Entenda a Tragédia em Guaratiba
No último sábado (17), um grave acidente aéreo em Guaratiba, na Zona Oeste do Rio de Janeiro, resultou na morte de três pilotos que realizavam um voo de instrução. A informação foi confirmada pela Polícia Civil, que está conduzindo as investigações sobre a queda do helicóptero.
A aeronave, um Robinson R44 II, de prefixo PS-GJS, pertencia ao piloto Diogo Stasiak e era utilizada para voos panorâmicos. A queda ocorreu em uma área de mata, na altura da Avenida Levy Neves, esquina com a Rua Tasso da Silveira. Segundo os bombeiros, as vítimas não conseguiram sobreviver ao impacto e faleceram no local.
A investigação do acidente está sob a responsabilidade do Centro de Investigação e Prevenção de Acidentes Aeronáuticos (Cenipa), que está sendo apoiado pela Polícia Civil. Até o momento, as causas da queda permanecem indefinidas e serão esclarecidas através de um laudo técnico que examinará a aeronave, incluindo motor, cauda e sistema de rotores.
Vítimas Identificadas
Os três pilotos que perderam a vida no acidente foram identificados como:
- Sérgio Nunes Miranda, major da Força Aérea Brasileira (FAB);
- Lucas Silva Souza, capitão do Corpo de Bombeiros;
- Diego Dantas Lima Morais, de 36 anos, instrutor de voo.
O capitão Lucas Silva Souza estava pilotando o helicóptero no momento da tragédia. Ele tinha um histórico significativo na corporação, tendo completado cinco anos como capitão em dezembro do ano anterior. Em uma recente contribuição científica, Lucas se destacou ao publicar um artigo sobre segurança jurídica na aviação, que foi premiado no Congresso Aeromédico.
O major Sérgio Nunes Miranda também era conhecido por suas atividades relacionadas à aviação e pelo seu trabalho social através do Projeto Semeando o Amanhã, que assistia famílias em situação de vulnerabilidade na Comunidade do Guarda.
Diego Dantas Lima Morais, o único civil a bordo, era instrutor na atividade no dia do acidente, conforme as investigações preliminares.
Dinâmica do Voo e Investigação
Conforme informações da Polícia Civil, o helicóptero decolou do Recreio e fez uma parada em um clube de aviação em Guaratiba. No local, os pilotos realizaram mais um voo, e testemunhas relataram que a aeronave decolou do hangar da Helimar, passou pelo Clube Céu em Sepetiba, onde ocorreram manobras, antes de desaparecer.

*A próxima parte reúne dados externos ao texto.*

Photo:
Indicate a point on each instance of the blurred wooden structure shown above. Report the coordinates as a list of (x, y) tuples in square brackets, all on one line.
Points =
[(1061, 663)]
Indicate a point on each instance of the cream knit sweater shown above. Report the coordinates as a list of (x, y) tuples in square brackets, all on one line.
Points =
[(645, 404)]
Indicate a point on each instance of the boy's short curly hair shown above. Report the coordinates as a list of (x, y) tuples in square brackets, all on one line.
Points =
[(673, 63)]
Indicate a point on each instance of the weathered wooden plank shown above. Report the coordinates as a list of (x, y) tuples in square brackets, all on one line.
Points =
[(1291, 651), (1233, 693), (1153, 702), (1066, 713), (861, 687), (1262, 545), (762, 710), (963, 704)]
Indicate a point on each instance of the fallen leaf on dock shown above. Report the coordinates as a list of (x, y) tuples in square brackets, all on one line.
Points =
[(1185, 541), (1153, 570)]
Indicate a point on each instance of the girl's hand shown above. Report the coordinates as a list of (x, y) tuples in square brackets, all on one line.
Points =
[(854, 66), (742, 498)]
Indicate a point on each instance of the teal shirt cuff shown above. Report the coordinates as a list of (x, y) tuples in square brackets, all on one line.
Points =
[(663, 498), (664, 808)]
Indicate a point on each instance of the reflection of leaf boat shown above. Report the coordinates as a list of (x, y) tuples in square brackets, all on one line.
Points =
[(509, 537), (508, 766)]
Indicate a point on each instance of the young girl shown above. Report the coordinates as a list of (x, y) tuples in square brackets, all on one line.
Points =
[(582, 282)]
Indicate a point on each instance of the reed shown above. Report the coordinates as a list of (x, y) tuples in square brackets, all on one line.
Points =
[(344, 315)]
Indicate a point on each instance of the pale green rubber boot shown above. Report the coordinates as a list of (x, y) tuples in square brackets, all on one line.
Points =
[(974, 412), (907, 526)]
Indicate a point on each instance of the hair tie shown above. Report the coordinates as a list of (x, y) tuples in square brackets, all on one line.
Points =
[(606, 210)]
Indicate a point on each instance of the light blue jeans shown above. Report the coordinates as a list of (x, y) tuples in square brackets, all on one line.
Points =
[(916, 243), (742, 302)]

Imagens capturadas pouco antes da queda mostram a aeronave realizando manobras de instrução na área. Logo após o acidente, o Corpo de Bombeiros foi acionado, e a área ao redor do local foi isolada para que a perícia pudesse ser realizada sem interferências.
Por volta das 14h, as equipes ainda estavam trabalhando no resgate das vítimas. No meio da tarde, os dois últimos corpos foram retirados e levados ao Instituto Médico-Legal (IML). A perícia na área revelou que o helicóptero caiu em um terreno pantanoso, resultando em danos significativos à estrutura da aeronave, que ficou submersa em parte.
A delegada responsável pelo caso afirmou que a conclusão das causas da queda dependerá do laudo do Cenipa, que investigará minuciosamente os aspectos técnicos da aeronave. “A partir disso, se houver responsabilidade, será devidamente apurado”, declarou.
A TV Globo fez contato com Daniel Staniak, irmão e advogado de Diogo Stasiak, que informou que o proprietário do helicóptero não se manifestará sobre o acidente até que as investigações sejam concluídas.